Staffing Firms and Their Candidates: Don’t Be That Firm!

blog communication illustration

As a staffing firm owner or operator, you realize you have two major clients, and they’re both essential to your company’s success: Your business clients and your contract or professional clients you strive to place in a suitable role.

This article focuses on the latter and equally important side, the professionals, workers and other individuals who connect with you to find a job, whether on a temp basis or to find that long-term or permanent assignment. It’s up to you to match their skills as best you can and help them navigate the ins and outs of the business world. It’s also the reason why many of us are in staffing: It really can make a difference in people’s lives.

So Here’s the Deal: Don’t Be That Firm

In some ways, you can compare the relationship with your candidates with a dating scenario. After the initial polite and enthusiastic email or phone interview, the staffing agency will sometimes disappear, leaving the candidate to wonder, “Was it something I said?’ or “Surely I deserve at least an explanation.”

All of us have looked for job opportunities before. If you can remember what that was like, if you can put yourself in your candidates’ shoes, you will be more empathetic to their situation. What was it like to send off a resume or CV and receive nothing back…or at most, a cursory auto- reply? It doesn’t feel good.

And technology has only exacerbated this problem when not used properly. Many candidates will send resumes and cover letters, and it can feel like launching them into outer space.


Here’s where you can differentiate your services. Follow up with your candidates. Let them know you’re there for them. Let them know of opportunities, and what sectors are hot right now. Help them with their resumes, their cover letters, their skill sets.

It makes sense to treat candidates with respect and advocacy, but you might be surprised to find how rare this is. Sincere contact and communication are great service differentiators.

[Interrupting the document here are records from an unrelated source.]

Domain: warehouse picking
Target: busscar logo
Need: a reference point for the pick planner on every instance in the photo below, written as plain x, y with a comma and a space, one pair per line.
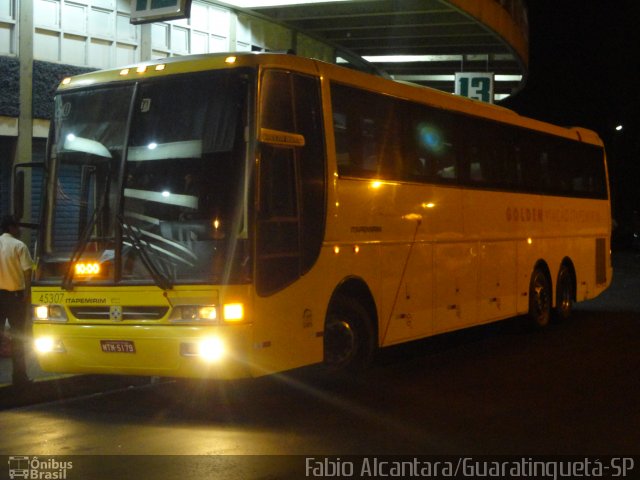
38, 469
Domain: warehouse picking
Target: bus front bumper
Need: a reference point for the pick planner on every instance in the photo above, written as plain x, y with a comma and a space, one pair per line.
153, 350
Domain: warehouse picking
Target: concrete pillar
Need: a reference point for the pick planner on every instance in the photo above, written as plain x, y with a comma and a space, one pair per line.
25, 118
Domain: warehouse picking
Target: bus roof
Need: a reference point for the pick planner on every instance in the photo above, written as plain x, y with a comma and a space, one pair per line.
412, 92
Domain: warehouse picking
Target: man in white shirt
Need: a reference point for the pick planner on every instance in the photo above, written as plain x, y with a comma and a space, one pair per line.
15, 293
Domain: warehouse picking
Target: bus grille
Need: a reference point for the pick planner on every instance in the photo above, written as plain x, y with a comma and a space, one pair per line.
128, 313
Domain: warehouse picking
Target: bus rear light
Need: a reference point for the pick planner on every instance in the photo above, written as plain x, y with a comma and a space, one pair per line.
44, 345
233, 312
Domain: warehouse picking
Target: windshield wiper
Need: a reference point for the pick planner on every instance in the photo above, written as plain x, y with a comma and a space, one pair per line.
158, 277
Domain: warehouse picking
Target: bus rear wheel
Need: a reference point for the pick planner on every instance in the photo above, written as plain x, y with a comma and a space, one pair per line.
348, 336
539, 299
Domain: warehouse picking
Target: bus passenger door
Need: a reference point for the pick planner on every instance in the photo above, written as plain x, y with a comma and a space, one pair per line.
290, 223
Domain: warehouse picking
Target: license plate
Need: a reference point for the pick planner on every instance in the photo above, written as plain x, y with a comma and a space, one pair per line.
117, 346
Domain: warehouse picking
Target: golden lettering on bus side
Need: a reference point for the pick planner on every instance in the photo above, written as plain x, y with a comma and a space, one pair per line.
277, 137
524, 214
538, 215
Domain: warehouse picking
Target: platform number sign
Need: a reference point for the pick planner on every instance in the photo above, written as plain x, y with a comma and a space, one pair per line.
146, 11
476, 85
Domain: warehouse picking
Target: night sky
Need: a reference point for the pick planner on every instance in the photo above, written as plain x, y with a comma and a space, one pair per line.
584, 70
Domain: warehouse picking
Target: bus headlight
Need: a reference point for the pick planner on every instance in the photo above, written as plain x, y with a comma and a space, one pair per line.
233, 312
44, 345
195, 313
211, 349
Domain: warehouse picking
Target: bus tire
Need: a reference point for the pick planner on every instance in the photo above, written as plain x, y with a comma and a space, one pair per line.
349, 342
539, 299
564, 294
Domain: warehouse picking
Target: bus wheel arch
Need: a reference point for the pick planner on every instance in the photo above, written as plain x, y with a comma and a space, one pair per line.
350, 329
540, 296
566, 287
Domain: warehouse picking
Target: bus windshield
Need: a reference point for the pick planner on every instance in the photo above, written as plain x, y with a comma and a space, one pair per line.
147, 184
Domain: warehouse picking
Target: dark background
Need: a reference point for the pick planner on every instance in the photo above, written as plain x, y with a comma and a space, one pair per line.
584, 70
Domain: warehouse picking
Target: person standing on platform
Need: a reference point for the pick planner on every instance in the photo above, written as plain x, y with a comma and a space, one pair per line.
15, 293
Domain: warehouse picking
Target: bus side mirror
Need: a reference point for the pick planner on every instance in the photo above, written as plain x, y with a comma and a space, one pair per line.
280, 138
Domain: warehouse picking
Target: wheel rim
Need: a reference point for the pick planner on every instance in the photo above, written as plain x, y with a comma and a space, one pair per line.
340, 343
541, 301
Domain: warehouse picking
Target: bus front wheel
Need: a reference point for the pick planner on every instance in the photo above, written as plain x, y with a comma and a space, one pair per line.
564, 294
539, 299
348, 336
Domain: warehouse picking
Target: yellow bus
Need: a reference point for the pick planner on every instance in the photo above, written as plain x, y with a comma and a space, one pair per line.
226, 216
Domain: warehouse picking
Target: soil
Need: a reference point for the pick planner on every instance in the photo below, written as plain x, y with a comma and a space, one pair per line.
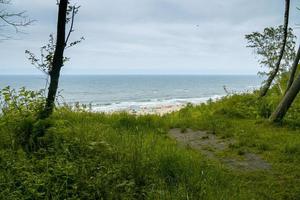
210, 145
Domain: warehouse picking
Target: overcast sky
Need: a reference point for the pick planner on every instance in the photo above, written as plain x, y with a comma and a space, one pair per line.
150, 36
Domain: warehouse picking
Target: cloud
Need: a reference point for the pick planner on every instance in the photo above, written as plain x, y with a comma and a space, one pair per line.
150, 36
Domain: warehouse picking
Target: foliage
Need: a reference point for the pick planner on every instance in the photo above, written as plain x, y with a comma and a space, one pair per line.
45, 60
11, 19
267, 45
19, 111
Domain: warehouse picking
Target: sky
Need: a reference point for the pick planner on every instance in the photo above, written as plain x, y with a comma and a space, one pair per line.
149, 36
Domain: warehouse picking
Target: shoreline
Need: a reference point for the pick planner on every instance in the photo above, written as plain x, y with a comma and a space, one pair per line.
152, 107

You’ll have devoted candidates, and one job or position will likely evolve into another as they’ve had a good experience with your firm.

Before the Placement

Before the placement, it’s always good to have a one-on-one meeting between the candidate and an appropriate recruiter. After that, technology will help you follow up.

Technology, which can alienate the human connection, can actually help you with your worker relationships here. For example, at Madison, we’ve developed an applicant tracking system that allows you to leverage your connections with a set of great tools. You have automatic job matching to candidates; dashboard reporting; you can schedule follow-ups; and use location-based candidate search, which helps everyone feel connected and cared for. Technology does not have to preclude a personal touch.

Madison also offers the ability to text through the ATS for an added layer of communication that is preferred by some candidates.

After the Placement

Once you’ve placed an employee, the fun part begins. You can check in to how they are doing, see if there are any permanent possibilities, and check availability as the end of the service date nears. Again, technology makes this easier, as you can schedule follow-ups, and track your candidates and clients in real-time.

Proper management leads to greater profit. You’ve already vetted your candidate, she is a proven worker, and now you can build a career together. That’s the best kind of win-win.

Contact our expert team today. Madison Resources is happy to provide advice, back-office solutions, and payroll funding for staffing companies.

Sidebar: Facts About Your Employees

Courtesy of the American Staffing Association

–Most (76%) work full time, comparable to the overall workforce (82%).

–Half (49%) of staffing employees say it’s a way to get a permanent job.

–Nine out 10 said staffing work made them more employable.

–One-third (35%) were offered a permanent job by a client where they worked on an assignment, and two-thirds (66%) of those accepted the offers of permanent employment.